There are people who have taken to the education profession even when they did not plan to in the first place. Like Noel, I was among those who take this path out of accident. I have always declared that I didn’t choose the teaching profession. It chose me when a mail inviting me to teach at a certain learning institution landed at our home one fateful day around ten years ago. I ignored it at first but the call persisted that it got too loud to bear. So, I went ahead and heeded that call. And like Noel, I have come to love this profession.

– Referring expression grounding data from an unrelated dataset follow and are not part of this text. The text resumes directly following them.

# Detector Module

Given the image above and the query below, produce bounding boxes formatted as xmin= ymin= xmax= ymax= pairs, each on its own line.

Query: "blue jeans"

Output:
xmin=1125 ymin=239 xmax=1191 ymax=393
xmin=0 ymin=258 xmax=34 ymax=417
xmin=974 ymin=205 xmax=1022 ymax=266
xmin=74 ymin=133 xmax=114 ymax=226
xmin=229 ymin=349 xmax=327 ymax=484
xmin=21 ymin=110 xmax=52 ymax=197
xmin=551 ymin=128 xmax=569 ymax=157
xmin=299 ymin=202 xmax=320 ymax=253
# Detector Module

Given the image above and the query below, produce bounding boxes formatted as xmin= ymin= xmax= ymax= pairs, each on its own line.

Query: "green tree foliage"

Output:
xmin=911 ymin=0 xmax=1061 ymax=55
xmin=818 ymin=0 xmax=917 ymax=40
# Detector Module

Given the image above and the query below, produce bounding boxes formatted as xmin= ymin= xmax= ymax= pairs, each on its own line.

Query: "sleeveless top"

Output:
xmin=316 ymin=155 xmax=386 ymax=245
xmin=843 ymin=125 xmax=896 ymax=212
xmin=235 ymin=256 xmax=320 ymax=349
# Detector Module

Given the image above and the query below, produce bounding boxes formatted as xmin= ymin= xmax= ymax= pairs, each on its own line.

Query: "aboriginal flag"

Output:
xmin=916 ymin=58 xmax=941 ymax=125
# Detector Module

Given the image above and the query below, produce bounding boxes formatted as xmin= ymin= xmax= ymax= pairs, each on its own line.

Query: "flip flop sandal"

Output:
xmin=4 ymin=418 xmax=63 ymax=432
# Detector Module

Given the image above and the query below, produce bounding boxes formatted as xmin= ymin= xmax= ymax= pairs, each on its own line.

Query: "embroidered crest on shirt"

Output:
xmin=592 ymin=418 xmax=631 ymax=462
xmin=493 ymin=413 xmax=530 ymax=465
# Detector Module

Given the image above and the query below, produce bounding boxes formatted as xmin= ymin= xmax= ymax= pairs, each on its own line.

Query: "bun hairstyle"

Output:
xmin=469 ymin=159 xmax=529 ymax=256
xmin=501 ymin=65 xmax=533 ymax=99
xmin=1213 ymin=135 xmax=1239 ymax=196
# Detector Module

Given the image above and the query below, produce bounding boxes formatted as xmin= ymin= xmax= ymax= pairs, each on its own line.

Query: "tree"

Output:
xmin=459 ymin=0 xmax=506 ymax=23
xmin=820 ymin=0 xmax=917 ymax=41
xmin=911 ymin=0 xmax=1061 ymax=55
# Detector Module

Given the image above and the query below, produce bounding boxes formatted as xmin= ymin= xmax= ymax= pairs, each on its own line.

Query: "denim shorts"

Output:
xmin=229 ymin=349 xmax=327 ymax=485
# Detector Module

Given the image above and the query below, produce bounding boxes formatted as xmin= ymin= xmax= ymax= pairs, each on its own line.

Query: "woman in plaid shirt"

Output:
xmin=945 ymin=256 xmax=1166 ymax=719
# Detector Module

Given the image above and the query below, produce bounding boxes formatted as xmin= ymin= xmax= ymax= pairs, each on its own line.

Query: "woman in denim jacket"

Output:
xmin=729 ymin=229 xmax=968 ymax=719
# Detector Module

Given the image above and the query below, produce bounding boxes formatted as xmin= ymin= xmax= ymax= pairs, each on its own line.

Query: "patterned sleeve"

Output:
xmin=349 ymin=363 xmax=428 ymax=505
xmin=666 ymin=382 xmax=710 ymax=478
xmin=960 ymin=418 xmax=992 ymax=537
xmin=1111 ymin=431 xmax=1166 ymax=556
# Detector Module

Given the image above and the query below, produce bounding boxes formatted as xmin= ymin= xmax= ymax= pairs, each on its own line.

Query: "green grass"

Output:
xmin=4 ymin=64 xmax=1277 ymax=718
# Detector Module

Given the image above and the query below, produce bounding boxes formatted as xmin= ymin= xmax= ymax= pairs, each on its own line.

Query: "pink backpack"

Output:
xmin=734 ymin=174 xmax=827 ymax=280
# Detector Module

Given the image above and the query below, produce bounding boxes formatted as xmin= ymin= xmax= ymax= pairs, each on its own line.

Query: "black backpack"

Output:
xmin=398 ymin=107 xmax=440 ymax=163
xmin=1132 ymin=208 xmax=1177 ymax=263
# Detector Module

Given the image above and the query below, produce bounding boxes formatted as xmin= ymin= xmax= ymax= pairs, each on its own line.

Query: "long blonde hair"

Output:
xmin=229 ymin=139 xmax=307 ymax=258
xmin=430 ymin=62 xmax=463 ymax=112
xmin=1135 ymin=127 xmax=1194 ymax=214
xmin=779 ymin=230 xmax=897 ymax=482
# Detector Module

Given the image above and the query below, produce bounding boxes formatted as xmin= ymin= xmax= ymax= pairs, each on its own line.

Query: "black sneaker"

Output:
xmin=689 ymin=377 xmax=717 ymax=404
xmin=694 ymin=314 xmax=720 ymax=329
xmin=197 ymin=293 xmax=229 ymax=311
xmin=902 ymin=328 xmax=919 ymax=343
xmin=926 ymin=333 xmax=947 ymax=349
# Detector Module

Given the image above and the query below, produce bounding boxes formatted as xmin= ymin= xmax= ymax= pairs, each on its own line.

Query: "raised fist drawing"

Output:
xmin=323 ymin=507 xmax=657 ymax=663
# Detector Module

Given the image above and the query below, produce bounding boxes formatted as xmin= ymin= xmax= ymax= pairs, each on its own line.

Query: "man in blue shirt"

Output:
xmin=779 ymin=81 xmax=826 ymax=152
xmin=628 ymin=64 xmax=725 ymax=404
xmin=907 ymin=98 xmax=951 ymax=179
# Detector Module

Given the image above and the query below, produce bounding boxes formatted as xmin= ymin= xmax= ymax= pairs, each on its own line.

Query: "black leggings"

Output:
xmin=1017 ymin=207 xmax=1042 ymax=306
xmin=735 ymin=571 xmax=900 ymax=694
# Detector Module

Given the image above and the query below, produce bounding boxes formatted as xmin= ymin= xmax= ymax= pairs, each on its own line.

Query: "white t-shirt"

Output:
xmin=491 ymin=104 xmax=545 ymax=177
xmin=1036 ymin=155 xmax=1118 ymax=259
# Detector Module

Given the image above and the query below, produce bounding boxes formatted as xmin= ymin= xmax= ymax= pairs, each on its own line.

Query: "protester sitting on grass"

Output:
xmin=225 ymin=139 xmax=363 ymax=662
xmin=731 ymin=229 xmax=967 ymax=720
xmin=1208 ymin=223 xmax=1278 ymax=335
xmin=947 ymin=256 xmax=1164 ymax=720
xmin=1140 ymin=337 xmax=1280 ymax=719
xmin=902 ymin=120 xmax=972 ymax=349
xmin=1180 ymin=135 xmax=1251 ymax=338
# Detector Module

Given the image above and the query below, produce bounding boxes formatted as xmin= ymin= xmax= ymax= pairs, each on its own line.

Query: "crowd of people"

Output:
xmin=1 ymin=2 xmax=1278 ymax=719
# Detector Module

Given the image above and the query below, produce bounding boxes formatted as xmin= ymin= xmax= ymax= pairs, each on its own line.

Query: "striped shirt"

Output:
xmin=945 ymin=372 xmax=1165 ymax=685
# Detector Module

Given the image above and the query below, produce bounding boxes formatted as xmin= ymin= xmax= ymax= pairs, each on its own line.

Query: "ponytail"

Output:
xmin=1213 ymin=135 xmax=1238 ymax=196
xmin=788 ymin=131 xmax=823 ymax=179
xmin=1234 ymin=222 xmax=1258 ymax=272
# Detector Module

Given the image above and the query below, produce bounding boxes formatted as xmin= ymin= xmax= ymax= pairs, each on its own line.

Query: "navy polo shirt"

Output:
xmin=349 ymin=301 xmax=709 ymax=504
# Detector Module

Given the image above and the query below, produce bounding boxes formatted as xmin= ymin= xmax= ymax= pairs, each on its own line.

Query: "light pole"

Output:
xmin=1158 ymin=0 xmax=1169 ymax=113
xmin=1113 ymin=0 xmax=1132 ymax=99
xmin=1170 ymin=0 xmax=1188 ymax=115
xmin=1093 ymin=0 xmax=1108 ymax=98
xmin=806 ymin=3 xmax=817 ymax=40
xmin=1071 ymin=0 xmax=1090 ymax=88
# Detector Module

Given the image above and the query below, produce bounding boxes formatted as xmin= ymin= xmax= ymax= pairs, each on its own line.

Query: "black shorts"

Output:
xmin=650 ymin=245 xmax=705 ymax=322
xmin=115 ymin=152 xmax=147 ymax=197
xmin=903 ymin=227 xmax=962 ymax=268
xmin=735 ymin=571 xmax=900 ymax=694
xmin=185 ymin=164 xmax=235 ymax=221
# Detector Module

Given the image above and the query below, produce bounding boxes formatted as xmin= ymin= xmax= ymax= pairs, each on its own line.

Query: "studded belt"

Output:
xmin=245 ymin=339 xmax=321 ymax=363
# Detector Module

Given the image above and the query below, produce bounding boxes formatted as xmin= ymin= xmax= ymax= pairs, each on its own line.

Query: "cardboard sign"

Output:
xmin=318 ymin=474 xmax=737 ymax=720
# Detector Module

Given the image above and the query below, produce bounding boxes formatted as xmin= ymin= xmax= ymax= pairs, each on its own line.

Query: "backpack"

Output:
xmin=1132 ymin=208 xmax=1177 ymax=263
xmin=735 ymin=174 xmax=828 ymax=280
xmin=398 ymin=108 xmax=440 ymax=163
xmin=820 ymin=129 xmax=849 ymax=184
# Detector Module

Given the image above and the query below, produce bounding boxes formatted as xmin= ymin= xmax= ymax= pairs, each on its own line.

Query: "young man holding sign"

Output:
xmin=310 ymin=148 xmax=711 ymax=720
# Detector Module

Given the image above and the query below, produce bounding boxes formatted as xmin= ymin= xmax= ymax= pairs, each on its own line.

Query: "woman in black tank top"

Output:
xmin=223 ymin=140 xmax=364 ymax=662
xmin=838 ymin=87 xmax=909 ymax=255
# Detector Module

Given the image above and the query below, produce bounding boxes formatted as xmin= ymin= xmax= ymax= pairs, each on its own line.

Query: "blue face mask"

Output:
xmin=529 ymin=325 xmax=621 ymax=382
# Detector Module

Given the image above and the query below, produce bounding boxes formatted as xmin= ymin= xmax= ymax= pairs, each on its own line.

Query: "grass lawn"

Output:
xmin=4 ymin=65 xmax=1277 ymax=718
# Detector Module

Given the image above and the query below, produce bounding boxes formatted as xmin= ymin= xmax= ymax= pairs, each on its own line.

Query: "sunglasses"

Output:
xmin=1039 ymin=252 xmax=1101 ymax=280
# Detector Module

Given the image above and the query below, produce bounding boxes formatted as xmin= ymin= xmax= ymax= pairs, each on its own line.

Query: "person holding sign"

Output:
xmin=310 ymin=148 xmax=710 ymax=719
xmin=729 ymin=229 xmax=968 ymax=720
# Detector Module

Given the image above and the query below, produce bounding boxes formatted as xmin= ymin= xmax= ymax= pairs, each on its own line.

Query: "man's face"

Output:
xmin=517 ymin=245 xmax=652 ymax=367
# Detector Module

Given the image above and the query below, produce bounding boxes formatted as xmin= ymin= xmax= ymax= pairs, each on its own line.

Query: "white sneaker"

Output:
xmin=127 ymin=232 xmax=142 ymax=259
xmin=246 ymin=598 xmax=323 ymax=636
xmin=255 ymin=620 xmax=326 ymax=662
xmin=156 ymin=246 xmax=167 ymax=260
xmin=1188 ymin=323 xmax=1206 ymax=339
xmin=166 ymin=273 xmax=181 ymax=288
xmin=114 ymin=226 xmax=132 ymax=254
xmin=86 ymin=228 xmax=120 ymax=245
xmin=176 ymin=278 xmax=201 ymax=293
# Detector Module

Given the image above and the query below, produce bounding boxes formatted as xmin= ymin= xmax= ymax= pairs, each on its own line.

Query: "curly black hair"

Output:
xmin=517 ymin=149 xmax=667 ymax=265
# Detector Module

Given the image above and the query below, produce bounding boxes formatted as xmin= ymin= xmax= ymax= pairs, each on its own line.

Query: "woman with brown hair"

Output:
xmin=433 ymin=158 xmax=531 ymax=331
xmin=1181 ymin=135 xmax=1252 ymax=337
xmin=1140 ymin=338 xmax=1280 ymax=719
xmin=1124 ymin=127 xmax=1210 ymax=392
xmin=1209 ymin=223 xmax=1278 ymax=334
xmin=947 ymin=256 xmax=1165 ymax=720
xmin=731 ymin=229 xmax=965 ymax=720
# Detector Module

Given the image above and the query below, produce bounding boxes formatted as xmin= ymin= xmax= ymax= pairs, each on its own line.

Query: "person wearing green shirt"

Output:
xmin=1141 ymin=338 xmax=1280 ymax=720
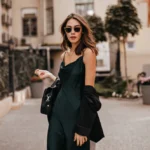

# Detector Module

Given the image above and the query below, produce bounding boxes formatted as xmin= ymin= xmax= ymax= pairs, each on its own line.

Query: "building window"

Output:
xmin=127 ymin=41 xmax=134 ymax=48
xmin=75 ymin=0 xmax=94 ymax=16
xmin=46 ymin=0 xmax=54 ymax=34
xmin=23 ymin=14 xmax=37 ymax=36
xmin=126 ymin=41 xmax=135 ymax=50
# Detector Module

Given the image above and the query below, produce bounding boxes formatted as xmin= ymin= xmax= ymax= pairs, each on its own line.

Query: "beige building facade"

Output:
xmin=0 ymin=0 xmax=13 ymax=45
xmin=3 ymin=0 xmax=118 ymax=46
xmin=1 ymin=0 xmax=150 ymax=79
xmin=120 ymin=0 xmax=150 ymax=79
xmin=12 ymin=0 xmax=42 ymax=47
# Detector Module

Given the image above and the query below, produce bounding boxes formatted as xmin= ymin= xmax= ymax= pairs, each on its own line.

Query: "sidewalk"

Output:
xmin=0 ymin=98 xmax=150 ymax=150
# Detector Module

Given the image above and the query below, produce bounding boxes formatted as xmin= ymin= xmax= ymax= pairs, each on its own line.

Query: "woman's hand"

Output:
xmin=74 ymin=133 xmax=88 ymax=146
xmin=34 ymin=69 xmax=56 ymax=81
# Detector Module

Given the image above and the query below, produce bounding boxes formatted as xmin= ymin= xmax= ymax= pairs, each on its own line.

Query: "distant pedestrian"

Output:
xmin=139 ymin=72 xmax=150 ymax=84
xmin=137 ymin=72 xmax=146 ymax=93
xmin=35 ymin=13 xmax=104 ymax=150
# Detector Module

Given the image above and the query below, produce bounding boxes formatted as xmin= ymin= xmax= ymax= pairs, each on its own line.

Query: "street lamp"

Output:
xmin=8 ymin=38 xmax=15 ymax=101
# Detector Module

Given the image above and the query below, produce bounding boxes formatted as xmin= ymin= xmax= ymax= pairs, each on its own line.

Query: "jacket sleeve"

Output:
xmin=74 ymin=85 xmax=102 ymax=137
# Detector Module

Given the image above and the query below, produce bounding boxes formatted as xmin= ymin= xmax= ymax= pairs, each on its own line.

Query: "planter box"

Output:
xmin=0 ymin=97 xmax=12 ymax=118
xmin=30 ymin=81 xmax=44 ymax=98
xmin=141 ymin=82 xmax=150 ymax=105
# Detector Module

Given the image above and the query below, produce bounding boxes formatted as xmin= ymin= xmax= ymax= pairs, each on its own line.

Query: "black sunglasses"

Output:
xmin=64 ymin=26 xmax=81 ymax=33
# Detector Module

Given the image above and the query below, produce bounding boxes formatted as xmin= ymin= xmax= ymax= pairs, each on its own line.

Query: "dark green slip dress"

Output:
xmin=47 ymin=53 xmax=90 ymax=150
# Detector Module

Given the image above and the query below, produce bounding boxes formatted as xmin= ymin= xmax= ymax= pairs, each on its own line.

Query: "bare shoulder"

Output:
xmin=83 ymin=48 xmax=96 ymax=64
xmin=60 ymin=51 xmax=66 ymax=61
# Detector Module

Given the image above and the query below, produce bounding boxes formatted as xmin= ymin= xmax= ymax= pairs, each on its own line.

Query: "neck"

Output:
xmin=70 ymin=41 xmax=80 ymax=52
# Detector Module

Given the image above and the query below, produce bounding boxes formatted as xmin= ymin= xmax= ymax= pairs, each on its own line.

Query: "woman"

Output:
xmin=35 ymin=13 xmax=104 ymax=150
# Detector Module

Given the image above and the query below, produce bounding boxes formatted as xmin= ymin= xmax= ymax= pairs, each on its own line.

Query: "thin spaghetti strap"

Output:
xmin=63 ymin=51 xmax=67 ymax=63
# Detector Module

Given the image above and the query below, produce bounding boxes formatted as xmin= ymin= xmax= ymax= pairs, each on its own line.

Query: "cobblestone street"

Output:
xmin=0 ymin=98 xmax=150 ymax=150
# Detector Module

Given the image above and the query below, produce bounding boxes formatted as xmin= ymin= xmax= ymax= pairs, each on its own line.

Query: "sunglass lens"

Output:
xmin=74 ymin=27 xmax=81 ymax=32
xmin=65 ymin=28 xmax=71 ymax=33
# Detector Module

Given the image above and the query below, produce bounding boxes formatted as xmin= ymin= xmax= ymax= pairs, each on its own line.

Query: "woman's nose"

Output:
xmin=71 ymin=30 xmax=75 ymax=34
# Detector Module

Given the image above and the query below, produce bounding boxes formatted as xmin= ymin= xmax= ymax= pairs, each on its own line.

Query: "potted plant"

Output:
xmin=141 ymin=81 xmax=150 ymax=105
xmin=30 ymin=75 xmax=44 ymax=98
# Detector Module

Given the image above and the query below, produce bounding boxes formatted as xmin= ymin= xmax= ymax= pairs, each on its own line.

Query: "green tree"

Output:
xmin=84 ymin=15 xmax=107 ymax=42
xmin=105 ymin=0 xmax=142 ymax=84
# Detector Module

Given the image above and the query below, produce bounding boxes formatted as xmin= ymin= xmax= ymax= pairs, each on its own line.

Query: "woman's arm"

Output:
xmin=35 ymin=69 xmax=57 ymax=81
xmin=74 ymin=48 xmax=97 ymax=145
xmin=35 ymin=51 xmax=66 ymax=81
xmin=83 ymin=48 xmax=96 ymax=86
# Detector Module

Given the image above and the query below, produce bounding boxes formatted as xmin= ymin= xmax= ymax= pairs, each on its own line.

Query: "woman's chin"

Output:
xmin=70 ymin=39 xmax=80 ymax=45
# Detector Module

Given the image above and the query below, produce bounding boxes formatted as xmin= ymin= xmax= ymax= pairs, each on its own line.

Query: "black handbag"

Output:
xmin=40 ymin=77 xmax=61 ymax=115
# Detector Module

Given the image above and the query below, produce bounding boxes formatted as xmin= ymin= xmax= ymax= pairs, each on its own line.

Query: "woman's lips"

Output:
xmin=70 ymin=36 xmax=77 ymax=40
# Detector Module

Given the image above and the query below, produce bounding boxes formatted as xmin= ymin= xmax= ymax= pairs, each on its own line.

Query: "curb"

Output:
xmin=0 ymin=97 xmax=13 ymax=118
xmin=0 ymin=86 xmax=31 ymax=118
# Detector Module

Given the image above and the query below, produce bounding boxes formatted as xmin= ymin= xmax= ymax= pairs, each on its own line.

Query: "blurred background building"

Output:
xmin=0 ymin=0 xmax=13 ymax=44
xmin=0 ymin=0 xmax=150 ymax=78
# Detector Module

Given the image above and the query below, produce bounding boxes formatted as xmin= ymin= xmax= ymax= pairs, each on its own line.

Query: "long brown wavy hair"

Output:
xmin=60 ymin=13 xmax=98 ymax=55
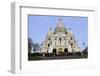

“I like the attention I am getting when I am in front of a class.” one college professor said when asked why he chose the teaching profession. Though he was just teasing, that very attention he’s referring to is what makes this profession all-encompassing and challenging. Students look up to that leader in front of the class. That leader effects change not only on the lives of his students but also on those whose lives his students will touch, which in the process shapes the society in the most implicit of ways.
I dare say that teaching is a dangerous profession. Given with the perpetuity of his influence, a teacher must be careful in how he leads his class. Therefore, a teacher should be able to lead his class in the proper direction. To do this, he must be properly tooled with his own education and mastery of his subject area by continually developing his skills through further education. He must also be aware of what is happening in the society and the world, and keeps himself updated with the latest news, trends, and even fashion. Finally, his brain and his heart must be in full function, both in and out of the classroom.
Teaching here in Thailand makes me realize how much of an influence I am to my Thai students. In a way, I am part of shaping the future of this society. Like the many OFWs in other countries who were compelled to take care of other’s children, than taking care of their own, I feel like I am shaping the future not of my children but of others. But I am going back. When I come back, I hope that I will have prepared enough to face the challenges of being an educator in the Philippines. I am doing it one step at a time. And this, is just one of the first steps of my preparation.